Owens is 31-22-8 against Denver in his career. CC is 15-10-5 in its last 30 at Magness Arena and swept Denver there in the 2004 WCHA playoffs, the year Denver went on to beat Maine in the national championship game in Boston. (Yes, that’s the game where Maine had a goal waved off due to a foot in the crease that wiped out a 1-0 lead. The same game where Denver spent the better part of the last 91 seconds of the game facing a six-on-three with Jimmy Howard pulled for an extra attacker. Denver won 1-0.)

ECAC Hockey: Cornell at Quinnipiac

I’ll start with this: A few years back on its way to a berth in the ECAC championship game, Quinnipiac went to Lynah and beat the Big Red. I also remember the Bobcats losing a good defenseman in that series who got hurt in the postgame celebration. Nonetheless, the roles are reversed and Cornell looks to play spoiler as Quinnipiac is as close to its first ECAC playoff title as it has been since a 2-0 lead disappeared in the third period against Clarkson in the conference championship game in 2007.

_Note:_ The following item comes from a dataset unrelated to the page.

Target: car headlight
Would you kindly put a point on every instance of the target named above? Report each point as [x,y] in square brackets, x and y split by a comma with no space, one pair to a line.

The Bobcats have been backstopped by Eric Hartzell, a senior who figured out how to use his size and strengths to become a dominant goalie. One game stands out for me. On a Saturday night in front of a packed house at Yale, Hartzell and the Bobcats beat the Bulldogs 6-2. However it wasn’t that cut-and-dried.

Hartzell looked scared to death and gave up two awful goals early as Yale came out flying. At 2-0, Quinnipiac coach Rand Pecknold called timeout, his team took a breath and from then on Hartzell was terrific and the Bobcats rallied with six unanswered. It was a statement game for Quinnipiac and it backed it up by beating Yale again later that season in a nationally televised game.

The one thing scouts have mentioned to me about Quinnipiac — and a few ECAC coaches have also mentioned it — is that its big-time guys are for real. The Bobcats have had some talented players in the past but none that many felt would be there at the end when the chips were down. This group has made believers out of many with its work ethic, compete level and consistent play, especially on the road. They aren’t afraid of a tough game and want a chance to prove to the nation they can get to Pittsburgh and win.

Cornell was under .500 at home, which almost never happens, and under .500 in the ECAC. The Big Red pounded Michigan at Madison Square Garden in November but the Wolverines were a train wreck at that point. They swept Union but were swept by Quinnipiac in the regular season.

They did get a good season out of a player I really respect in Greg Miller. Miller is a tremendous playmaker and also has added a scoring threat to his resume. He can make his linemates better and we have seen him have that impact on Bruins draft pick Brian Ferlin. Ferlin, who plays on the right of Miller, is developing into a good NHL prospect.

Joakim Ryan and Nick D’Agostino, a pair of defensemen drafted by San Jose and Pittsburgh, respectively, combined for close to 40 points and give Cornell an offensive one-two punch from the back end. Andy Iles, an Ithaca native who grew up watching the Big Red, gets another shot at getting the hometown team into the national tourney after an accomplished career in front of the Lynah faithful.